Some comments about the continuation of Hitzei Yehonatan. As I have noted a number of times, I have written several major papers that have been residing in nearly-complete form on my computer for far too long; some of these were originally intended for milestones that have long since passed. These include: reflections on the thought of Simon Rawidowicz and its contemporary implications; a birthday tribute to Arthur Green; thoughts about sexuality (viz. Bereshit); on violence and warfare (these two being the beginnings of a kind of philosophical anthropology); Part II of my “Sinai” paper, Part I of which was sent out on Shavuot; and an expanded version of my proposal to the Bronfman competition, for a full-length book on the issues of modernity, individuality and community, and their relation to Judaism. I have decided to publish these, even if not in the fully finished form originally intended, during the coming weeks.

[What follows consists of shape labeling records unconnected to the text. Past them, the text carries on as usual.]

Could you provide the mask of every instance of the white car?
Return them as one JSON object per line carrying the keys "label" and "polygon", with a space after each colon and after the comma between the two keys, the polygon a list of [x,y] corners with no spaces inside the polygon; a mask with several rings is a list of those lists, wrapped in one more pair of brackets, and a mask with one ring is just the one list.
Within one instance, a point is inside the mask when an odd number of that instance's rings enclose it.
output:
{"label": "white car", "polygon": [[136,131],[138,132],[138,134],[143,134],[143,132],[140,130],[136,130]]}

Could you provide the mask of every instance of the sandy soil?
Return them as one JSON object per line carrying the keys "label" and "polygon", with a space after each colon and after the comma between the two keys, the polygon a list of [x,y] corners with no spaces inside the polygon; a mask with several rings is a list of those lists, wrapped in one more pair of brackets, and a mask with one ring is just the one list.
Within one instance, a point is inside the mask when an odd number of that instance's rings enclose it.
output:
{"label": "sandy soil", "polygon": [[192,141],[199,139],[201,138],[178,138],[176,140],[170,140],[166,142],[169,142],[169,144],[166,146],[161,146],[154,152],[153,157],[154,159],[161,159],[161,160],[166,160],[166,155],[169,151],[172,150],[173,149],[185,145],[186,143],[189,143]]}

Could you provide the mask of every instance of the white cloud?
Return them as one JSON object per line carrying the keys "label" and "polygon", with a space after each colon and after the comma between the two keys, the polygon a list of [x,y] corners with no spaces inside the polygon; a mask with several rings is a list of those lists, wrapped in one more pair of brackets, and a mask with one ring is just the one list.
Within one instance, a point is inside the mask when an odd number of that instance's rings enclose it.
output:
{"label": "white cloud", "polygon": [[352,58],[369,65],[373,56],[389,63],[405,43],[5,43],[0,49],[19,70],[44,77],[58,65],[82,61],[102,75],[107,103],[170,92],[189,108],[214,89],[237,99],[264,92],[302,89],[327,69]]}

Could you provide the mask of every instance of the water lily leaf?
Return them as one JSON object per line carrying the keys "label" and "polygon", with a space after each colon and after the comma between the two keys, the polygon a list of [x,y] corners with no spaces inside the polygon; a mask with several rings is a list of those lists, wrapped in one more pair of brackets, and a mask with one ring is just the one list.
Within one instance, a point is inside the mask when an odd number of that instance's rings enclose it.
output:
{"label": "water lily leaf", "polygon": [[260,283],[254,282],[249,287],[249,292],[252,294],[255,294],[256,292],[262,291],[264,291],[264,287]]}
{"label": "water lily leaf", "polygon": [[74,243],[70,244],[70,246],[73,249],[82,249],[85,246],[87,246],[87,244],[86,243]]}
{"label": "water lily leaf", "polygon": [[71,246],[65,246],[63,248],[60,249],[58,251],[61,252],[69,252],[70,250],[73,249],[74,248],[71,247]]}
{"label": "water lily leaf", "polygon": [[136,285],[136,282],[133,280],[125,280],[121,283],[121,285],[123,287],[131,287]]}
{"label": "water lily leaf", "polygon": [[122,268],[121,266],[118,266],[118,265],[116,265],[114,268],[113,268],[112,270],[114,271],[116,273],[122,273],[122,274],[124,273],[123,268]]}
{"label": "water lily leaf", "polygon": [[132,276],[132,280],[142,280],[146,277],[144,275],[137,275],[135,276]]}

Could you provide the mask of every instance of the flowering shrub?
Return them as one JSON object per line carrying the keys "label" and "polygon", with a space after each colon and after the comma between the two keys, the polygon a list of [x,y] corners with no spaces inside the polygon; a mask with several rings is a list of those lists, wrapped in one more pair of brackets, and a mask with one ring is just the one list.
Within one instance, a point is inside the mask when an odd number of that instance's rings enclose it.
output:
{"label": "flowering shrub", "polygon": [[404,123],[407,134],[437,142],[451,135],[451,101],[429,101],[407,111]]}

As for the new theme for the coming year: I am still very much torn between two options: the Ramban and medieval Torah commentary, and Sefer ha-Zohar. The former may be taken to represent the tension between the mystical and the rational, the proto-Kabbalistic and the halakhic: a thinker who was at once highly erudite and closely reasoned, and more than any other engages in carefully argued polemics with other parshanim, and on the other hand deeply involved in the world of Hokhmat ha-Nistar, hidden or esoteric wisdom. The Zohar is, of course, the canonical text of the Kabbalah, a poetic, mystical midrash on the Torah, which holds deep fascination and attraction for many in our generation—yet I fear that, in the manner of Parkinson’s Law, I may rise to mystical heights that are beyond my competence. But perhaps studying such an esoteric text will present an interesting intellectual challenge.

I may postpone starting the new theme until these major papers are “off my desk” and out in the world, so to speak—or, at least, treat the new theme only every other week until the latter have been completed.